Scrutinizing its data for new opportunities, the airport initially focused on destinations where at least 200 business passengers are traveling from St. Louis daily. As these routes have been reinstated, the airport has looked at destinations with 100 travelers per day. Now, the gaps are routes with 50 to 100 customers per day—not enough to fill an airplane on a regular basis. “The airlines are no longer making those marginal decisions,” Hamm-Niebruegge says. “They want an assurance these days that it is going to be profitable. They are not going move flights around the country just for the hell of it.”
As with the cargo business, every airport in the nation has an array of incentives to capture more airlines’ business. Lambert promises to pay landing fees on new routes for the first 12 months for airlines that make at least two-year commitments to fly from St. Louis. Funded by the Airport Development Fund, the program was recently renewed until June 2017. Tourism has remained a relatively small piece of the passenger pie, so future growth is likely to come from business routes. The recent growth of tech companies, for instance, has led to increased service to San Francisco. “The only way we can be successful at the airport is if we partner with the region to grow our regional economy,” says Hamm-Niebruegge.

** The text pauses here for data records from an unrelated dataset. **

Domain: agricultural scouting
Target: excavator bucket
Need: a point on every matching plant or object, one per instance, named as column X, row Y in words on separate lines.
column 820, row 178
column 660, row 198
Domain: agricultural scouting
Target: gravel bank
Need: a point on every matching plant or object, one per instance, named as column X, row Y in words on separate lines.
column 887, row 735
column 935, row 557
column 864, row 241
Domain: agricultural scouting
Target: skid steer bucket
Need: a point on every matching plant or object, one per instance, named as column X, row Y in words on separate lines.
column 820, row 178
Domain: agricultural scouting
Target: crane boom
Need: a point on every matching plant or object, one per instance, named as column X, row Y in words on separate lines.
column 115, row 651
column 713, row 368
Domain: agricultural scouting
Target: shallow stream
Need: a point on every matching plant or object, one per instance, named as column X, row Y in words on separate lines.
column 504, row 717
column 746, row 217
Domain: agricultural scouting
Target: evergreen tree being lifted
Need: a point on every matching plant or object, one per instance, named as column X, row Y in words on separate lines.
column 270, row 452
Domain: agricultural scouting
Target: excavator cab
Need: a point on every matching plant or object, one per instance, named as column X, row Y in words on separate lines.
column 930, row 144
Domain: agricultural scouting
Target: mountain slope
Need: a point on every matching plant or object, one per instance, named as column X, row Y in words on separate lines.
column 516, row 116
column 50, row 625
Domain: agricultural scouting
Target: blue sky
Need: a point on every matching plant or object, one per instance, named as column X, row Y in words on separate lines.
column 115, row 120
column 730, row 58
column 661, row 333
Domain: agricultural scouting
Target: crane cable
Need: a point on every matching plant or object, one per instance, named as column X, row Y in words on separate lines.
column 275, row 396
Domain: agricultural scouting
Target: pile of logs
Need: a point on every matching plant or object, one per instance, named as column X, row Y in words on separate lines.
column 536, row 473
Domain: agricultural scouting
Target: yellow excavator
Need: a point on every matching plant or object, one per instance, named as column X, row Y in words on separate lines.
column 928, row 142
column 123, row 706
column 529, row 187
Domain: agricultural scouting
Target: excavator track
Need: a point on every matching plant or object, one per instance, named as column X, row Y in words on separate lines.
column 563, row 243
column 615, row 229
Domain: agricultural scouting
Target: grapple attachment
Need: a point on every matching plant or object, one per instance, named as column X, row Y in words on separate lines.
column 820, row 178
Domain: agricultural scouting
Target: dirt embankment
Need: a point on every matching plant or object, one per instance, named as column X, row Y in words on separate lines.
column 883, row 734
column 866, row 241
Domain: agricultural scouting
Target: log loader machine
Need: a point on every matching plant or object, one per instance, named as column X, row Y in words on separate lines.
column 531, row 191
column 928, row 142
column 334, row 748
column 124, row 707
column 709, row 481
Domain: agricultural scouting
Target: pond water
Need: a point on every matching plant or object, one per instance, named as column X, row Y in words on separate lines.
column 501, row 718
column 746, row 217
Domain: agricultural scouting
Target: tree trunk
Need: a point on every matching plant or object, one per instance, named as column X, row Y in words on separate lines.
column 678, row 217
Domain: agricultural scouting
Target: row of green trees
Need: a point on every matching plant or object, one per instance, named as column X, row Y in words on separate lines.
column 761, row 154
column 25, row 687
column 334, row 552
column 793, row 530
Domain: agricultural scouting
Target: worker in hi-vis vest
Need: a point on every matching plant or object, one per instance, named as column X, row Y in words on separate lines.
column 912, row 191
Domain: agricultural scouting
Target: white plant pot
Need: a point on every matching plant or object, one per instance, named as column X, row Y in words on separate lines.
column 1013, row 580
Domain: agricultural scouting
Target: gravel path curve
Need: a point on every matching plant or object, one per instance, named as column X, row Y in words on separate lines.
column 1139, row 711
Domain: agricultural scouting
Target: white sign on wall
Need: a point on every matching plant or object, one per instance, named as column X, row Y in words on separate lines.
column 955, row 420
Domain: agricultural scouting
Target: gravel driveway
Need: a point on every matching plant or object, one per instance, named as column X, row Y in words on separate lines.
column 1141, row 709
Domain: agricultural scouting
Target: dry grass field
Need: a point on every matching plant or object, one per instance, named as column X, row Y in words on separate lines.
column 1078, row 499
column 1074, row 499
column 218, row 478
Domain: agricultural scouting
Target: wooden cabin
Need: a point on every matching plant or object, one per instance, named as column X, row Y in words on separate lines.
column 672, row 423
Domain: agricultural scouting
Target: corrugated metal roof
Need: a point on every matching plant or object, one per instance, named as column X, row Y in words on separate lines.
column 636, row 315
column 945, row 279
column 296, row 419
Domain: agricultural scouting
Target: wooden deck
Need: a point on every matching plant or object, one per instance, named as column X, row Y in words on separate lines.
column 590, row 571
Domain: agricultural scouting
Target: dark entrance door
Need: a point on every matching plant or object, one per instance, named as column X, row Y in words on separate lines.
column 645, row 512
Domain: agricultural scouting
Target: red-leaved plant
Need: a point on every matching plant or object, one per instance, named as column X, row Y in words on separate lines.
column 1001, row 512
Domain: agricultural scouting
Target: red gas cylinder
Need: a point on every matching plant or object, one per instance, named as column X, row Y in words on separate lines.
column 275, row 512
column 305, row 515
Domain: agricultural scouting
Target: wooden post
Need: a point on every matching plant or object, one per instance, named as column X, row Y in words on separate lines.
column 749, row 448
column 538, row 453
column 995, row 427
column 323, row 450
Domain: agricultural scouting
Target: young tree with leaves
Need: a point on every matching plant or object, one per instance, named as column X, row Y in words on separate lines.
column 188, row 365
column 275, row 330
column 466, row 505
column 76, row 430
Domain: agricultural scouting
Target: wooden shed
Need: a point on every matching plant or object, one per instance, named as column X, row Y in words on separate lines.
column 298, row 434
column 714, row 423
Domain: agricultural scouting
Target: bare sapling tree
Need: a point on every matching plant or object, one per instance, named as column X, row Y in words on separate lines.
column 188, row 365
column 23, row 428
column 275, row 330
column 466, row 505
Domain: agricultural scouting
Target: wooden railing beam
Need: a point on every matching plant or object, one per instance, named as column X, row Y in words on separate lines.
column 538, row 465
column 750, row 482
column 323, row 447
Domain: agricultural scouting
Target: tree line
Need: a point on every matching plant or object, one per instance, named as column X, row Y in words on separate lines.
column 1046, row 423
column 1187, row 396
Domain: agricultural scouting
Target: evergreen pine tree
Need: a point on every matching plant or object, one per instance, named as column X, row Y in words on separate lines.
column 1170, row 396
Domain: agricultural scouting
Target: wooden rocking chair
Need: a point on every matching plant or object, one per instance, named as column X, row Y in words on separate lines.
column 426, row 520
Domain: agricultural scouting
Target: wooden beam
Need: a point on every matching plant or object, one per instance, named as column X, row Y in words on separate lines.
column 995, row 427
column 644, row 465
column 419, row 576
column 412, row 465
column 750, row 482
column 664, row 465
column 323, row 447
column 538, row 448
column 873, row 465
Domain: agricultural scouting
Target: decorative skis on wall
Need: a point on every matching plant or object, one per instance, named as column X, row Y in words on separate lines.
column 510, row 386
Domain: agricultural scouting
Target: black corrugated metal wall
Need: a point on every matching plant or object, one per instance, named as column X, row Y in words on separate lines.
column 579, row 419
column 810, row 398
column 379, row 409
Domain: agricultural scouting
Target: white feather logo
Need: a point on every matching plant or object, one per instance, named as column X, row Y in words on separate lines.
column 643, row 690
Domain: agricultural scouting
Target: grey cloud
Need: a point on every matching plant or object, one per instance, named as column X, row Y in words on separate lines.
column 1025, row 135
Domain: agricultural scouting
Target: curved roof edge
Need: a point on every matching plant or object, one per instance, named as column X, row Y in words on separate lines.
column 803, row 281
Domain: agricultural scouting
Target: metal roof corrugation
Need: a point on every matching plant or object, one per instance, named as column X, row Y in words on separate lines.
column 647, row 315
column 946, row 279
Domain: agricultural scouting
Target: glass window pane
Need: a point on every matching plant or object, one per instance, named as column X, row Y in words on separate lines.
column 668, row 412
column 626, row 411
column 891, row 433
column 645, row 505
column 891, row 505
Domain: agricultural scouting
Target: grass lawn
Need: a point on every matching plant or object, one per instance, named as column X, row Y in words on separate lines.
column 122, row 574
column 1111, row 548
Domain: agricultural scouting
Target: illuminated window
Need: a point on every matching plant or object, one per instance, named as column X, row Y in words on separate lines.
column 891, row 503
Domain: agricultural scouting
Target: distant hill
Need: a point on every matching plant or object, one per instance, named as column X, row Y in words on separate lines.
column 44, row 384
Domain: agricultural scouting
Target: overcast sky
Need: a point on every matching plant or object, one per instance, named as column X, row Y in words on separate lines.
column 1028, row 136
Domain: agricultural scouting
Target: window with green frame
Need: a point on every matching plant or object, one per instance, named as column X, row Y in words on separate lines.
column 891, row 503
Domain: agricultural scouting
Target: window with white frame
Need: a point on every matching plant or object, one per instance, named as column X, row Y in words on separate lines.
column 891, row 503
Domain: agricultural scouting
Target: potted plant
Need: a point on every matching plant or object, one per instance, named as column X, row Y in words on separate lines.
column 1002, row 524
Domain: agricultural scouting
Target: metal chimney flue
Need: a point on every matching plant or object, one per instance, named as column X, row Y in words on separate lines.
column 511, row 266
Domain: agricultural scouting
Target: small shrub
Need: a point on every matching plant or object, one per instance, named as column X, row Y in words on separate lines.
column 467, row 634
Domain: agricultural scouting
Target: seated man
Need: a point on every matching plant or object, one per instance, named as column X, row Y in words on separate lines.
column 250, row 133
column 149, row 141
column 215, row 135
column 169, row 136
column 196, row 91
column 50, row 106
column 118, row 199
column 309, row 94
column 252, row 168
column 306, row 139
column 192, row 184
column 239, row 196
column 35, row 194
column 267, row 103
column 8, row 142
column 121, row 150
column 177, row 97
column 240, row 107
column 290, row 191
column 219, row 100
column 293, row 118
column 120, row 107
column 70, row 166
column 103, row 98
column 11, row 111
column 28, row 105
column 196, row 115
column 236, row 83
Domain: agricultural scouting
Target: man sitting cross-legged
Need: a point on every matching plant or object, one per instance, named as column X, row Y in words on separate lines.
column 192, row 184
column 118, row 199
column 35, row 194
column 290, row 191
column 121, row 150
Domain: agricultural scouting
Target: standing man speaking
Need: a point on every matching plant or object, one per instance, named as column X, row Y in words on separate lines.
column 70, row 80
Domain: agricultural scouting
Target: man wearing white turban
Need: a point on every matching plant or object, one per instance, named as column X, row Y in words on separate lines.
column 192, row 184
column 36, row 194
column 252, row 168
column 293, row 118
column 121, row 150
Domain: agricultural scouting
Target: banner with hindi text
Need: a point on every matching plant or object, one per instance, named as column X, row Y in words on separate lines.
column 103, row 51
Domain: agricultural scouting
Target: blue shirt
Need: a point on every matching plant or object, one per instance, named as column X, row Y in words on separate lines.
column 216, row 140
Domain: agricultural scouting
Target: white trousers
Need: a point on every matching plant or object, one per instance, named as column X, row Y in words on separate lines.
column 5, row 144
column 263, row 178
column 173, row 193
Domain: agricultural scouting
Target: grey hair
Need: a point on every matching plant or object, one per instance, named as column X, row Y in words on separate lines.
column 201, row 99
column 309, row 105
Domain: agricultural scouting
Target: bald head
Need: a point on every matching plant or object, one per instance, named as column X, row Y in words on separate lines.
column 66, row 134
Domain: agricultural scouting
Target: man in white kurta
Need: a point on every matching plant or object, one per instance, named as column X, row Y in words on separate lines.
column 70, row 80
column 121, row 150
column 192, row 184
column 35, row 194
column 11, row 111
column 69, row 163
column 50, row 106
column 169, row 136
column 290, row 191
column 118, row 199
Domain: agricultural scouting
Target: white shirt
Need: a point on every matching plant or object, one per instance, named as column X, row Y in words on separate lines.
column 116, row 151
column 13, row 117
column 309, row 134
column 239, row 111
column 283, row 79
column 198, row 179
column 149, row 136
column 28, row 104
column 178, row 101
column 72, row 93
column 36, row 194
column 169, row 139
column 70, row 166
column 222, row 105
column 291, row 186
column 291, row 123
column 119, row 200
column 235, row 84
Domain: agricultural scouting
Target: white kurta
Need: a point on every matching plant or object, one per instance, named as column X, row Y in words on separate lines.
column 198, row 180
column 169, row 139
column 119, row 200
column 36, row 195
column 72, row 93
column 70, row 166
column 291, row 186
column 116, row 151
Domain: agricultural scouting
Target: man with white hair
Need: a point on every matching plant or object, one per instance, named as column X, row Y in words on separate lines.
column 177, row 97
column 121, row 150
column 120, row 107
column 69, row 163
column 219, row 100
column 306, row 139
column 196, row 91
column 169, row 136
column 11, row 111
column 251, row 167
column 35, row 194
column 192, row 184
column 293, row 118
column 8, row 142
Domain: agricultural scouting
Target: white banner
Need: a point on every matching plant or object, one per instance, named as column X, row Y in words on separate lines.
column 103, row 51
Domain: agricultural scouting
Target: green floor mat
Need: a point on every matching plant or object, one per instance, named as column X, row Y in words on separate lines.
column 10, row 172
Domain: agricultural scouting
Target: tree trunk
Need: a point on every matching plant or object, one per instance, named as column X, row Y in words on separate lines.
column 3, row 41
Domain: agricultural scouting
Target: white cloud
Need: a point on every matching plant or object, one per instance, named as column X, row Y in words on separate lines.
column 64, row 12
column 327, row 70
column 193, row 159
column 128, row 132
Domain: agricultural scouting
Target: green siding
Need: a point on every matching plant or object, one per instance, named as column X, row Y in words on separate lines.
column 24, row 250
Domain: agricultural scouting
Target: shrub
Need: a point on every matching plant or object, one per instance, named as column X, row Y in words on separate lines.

Daniel Rust, assistant director of the University of Missouri–St. Louis’ Center for Transportation Studies, predicts Southwest—something of an outlier in the airline industry, having prospered under a no-frills business model—will continue to grow, and the ongoing integration of American Airlines and US Airways could take advantage of Lambert’s excess capacity. “There are some opportunities there,” he says.
Rust has written a book on the history of the passenger experience, Flying Across America, and he’s working on a history of Lambert, one of the nation’s first municipal airports. It’s noteworthy, he says, because it has reinvented itself many times over: “It is a microcosm of aviation history.”
Editor’s Note: Katherine Gordon contributed to researching this article.